Kedua, menurut isi, pantun dibagi menjadi pantun nasihat, pantun jenaka, pantun kiasan, pantun teka-teki. Dari kesemuanya, paling banyak digunakan pantun nasihat, dan yang paling digemari pantun jenaka.
Setelah dua kali pertemuan tentang pantun, aku memberikan Daily Task (tugas harian) kepada para murid. Yang harus mereka lakukan adalah "Kegiatan 1. Menganalisis Pantun" dan "Kegiatan 2. Membuat Pantun berdasarkan Teks Bacaan."
Pada Kegiatan 1 mereka harus menyelidiki apa saja ciri dari pantun yang aku berikan. Berapa suku kata tiap barisnya, apa jenis pantun, apa sajaknya, apa isinya, dst.
Untuk mencari jumlah suku kata, aku mencontohkan caranya dengan melipat sepuluh jari tangan untuk menghitung (menyinggung Matematika). Begitu pun masih ada murid yang salah.
Kegiatan 2 yang lebih seru.

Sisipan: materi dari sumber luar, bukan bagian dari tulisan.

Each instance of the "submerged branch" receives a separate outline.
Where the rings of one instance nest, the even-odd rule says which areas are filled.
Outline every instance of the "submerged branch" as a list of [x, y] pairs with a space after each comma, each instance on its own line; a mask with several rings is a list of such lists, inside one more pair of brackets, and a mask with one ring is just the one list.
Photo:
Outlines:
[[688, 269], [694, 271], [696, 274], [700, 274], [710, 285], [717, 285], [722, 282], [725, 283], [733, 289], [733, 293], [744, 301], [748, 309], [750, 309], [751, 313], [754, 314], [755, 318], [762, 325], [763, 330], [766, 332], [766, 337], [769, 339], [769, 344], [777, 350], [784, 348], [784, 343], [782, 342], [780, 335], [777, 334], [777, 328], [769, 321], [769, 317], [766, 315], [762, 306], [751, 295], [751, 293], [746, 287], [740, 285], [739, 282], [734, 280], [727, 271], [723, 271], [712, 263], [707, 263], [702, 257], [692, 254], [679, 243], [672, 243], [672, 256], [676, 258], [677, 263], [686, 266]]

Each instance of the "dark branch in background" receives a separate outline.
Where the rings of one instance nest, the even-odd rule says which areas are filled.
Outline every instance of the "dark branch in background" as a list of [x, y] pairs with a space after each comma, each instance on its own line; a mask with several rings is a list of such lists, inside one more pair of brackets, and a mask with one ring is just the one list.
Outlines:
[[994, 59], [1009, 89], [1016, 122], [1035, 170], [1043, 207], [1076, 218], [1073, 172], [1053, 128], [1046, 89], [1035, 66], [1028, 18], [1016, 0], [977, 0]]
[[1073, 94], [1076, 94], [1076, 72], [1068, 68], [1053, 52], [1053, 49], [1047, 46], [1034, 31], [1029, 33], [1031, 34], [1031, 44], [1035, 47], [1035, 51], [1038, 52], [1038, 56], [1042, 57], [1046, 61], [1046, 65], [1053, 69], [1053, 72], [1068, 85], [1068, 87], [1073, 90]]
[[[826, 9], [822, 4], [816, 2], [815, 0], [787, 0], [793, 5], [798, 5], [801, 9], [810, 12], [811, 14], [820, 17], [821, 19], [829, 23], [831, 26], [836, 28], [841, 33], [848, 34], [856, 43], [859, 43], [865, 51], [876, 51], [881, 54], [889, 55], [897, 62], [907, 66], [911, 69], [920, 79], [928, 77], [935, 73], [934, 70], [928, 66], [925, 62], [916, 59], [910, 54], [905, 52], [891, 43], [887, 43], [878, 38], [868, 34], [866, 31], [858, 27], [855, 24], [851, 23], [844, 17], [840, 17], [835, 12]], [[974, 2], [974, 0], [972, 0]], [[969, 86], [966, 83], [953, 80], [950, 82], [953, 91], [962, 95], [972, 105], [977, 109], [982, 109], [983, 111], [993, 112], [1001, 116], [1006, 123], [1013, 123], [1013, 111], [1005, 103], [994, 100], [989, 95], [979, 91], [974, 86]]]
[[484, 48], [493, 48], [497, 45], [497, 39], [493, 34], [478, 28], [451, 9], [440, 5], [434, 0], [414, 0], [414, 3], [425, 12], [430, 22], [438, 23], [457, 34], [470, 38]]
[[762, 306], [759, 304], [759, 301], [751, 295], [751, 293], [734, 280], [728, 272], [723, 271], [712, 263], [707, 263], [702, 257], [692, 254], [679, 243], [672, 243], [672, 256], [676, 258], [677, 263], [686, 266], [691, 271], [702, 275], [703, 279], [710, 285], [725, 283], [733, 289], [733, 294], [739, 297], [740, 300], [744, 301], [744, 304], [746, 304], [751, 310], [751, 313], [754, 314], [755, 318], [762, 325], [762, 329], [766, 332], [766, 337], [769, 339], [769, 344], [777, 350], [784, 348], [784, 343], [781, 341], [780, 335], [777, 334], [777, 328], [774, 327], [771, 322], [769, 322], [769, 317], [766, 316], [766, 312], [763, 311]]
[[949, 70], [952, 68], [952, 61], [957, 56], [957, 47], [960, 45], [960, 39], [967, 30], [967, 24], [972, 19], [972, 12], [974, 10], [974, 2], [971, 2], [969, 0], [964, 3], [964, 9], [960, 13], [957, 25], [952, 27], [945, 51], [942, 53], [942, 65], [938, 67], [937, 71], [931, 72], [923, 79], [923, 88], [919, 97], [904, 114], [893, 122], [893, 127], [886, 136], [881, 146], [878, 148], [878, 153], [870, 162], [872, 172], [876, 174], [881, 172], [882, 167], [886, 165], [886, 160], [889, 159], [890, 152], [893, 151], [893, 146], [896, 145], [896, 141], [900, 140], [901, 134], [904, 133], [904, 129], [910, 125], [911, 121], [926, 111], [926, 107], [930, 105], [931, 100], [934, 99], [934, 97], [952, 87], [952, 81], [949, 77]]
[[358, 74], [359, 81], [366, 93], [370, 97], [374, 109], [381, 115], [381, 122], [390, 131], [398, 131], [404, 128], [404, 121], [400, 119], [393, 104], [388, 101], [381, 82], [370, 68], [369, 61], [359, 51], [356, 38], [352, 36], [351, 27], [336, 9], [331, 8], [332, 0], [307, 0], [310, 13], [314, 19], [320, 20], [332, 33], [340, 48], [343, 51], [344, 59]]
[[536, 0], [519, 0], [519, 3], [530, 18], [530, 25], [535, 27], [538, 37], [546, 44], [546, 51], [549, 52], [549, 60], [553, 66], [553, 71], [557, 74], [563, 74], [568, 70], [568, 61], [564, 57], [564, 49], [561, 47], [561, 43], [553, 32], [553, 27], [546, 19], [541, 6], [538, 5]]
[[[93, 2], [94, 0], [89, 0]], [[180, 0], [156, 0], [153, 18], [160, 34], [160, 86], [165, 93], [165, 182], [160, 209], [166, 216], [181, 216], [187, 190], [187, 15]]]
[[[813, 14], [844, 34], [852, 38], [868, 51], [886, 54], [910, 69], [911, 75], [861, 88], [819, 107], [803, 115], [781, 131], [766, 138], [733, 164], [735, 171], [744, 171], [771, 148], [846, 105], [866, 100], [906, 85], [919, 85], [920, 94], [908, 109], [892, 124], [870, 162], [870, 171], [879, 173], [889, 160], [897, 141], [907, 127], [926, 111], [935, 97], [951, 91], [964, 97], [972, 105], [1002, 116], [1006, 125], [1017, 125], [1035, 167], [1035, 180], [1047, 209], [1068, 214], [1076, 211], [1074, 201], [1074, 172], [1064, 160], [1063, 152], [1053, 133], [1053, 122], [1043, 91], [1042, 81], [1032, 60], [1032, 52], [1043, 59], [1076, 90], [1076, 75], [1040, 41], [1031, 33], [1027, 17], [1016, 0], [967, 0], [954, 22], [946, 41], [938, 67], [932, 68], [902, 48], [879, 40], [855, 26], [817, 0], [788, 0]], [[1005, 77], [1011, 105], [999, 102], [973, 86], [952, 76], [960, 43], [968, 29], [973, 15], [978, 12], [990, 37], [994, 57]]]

Mereka harus membuat pantun sendiri berdasarkan teks bacaan. Secanggih-canggihnya Google merangkum semua pengetahuan, masih kecil kemungkinan mereka mencontek darinya.
Sebabnya, aku membatasi dengan tema khusus. Mau tak mau, mereka harus membaca teks dengan cermat agar bisa membuat pantun yang tepat.
Kalau anak malas membaca? Bisa jadi guru les atau orang dewasa yang bertindak, hehe. Aku optimis, masih banyak anak yang mau belajar jujur.
Orang tua memegang kunci dalam mengawasi dan mendampingi anak agar mengerjakan tugas dengan jujur. Lagi pula, jika pantun buatan anak-anak kosakata yang dipakai lebih sederhana dibanding buatan orang tua atau bertanya Google.
Ini tips sederhana untuk membuat pantun:
1) Tentukan tema yang akan dibuat,
2) Tentukan jenis pantunnya,
3) Buat bagian isi terlebih dahulu, lalu
4) Buat sampiran untuk melengkapi pantun.
Aku menentukan tema tentang kesehatan dan kerja bakti, menyesuaikan Tema 4 yang sedang dipelajari, "Sehat itu Penting".